Oriel Securities analyst Jonathan Pritchard said the rewards of internationalisation were showing through “in terms of buying but also in terms of systems and trading platforms”. He said while there were a few “local vagaries”, the big picture was “Asian countries rebounding out of recession”.
Analysts visited South Korea and China, two of the grocer’s key markets in Asia. South Korea is Tesco’s second biggest market outside of the UK.
Tesco issued updated figures for Asia on Monday, showing sales in China were up 8.3% in the nine weeks to October 31, and up 6.7% in South Korea. In Malaysia, sales edged up 0.5%, while in Thailand sales jumped 3.4%. Japan lagged, suffering a 5.7% decline.
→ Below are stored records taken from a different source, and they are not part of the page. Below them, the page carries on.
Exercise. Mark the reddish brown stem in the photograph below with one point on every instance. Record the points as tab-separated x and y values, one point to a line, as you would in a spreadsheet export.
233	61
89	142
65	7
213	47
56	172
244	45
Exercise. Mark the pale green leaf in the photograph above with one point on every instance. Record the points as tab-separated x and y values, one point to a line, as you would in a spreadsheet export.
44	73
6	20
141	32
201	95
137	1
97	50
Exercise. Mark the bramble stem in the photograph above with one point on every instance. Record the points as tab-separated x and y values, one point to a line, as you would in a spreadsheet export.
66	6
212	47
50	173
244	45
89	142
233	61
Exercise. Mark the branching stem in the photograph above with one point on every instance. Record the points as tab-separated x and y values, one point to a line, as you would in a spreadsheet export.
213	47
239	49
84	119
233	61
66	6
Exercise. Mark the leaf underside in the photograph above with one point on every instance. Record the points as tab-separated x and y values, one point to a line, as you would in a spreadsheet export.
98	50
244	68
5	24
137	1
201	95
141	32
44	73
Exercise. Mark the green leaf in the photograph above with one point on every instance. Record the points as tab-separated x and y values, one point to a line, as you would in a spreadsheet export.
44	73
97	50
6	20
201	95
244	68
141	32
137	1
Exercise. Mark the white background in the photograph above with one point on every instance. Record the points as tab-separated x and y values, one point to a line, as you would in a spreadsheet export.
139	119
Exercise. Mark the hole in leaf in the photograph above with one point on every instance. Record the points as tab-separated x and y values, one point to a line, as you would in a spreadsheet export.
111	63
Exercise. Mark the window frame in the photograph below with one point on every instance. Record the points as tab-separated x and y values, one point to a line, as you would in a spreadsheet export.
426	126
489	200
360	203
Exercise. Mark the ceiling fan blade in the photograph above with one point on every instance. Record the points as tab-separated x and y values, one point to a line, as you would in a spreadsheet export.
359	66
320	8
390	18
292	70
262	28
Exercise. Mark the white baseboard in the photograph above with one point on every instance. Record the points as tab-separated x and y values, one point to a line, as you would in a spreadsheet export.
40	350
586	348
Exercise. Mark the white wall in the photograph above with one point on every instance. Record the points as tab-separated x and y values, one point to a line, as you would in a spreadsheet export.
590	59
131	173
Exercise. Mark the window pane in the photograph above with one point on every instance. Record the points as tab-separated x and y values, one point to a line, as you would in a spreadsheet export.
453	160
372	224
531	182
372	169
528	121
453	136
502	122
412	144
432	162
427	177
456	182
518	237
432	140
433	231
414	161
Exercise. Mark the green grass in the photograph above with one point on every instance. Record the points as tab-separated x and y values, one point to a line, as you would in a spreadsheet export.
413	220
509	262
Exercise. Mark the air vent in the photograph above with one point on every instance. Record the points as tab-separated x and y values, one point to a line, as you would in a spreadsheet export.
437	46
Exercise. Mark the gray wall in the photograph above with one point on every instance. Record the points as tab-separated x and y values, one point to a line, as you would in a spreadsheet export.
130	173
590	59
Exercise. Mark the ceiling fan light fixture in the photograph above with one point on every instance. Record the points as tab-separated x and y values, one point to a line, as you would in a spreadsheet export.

Shore Capital analyst Clive Black said Korea was the “second engine” for Tesco, but “it is not one that has the maturity profile of the core market, particularly in grocery” because traditional wet markets account for a large share of retailing in the country.
He said it was “hard not to admire” Tesco’s Korean fascia Homeplus. “It is such a young brand and yet its stores exude retail authority,” he noted.
Pritchard said space growth of 9% per annum in South Korea “should ensure market share leadership is won from [market leading rival] E-Mart”. He also points out internet penetration is well advanced and Tesco is “well positioned, and will take the systems expertise gained in the UK and apply it to this market”. Tesco’s own-label penetration is currently 26%. The grocer expects to increase that to 38%.
Tesco China chief executive Ken Towle told analysts the grocer intends to double its number of hypermarkets to 200 and open 50 Lifespace malls. It expects the changes will result in a trebling of customers per week to 12 million.
At present Tesco has 82 hypermarkets and four 500,000 sq ft Lifespace malls. Black said the Lifespace mall in Anshan was “impressive”. He said: “It will be another three years or so before we can hand on heart say Lifespace is a success.” He added that the visit “gives us comfort enough to state that it may be onto something”.
Incoming Tesco chief executive Phil Clarke also told analysts overseas returns were starting to improve and would build as the economic recovery takes hold.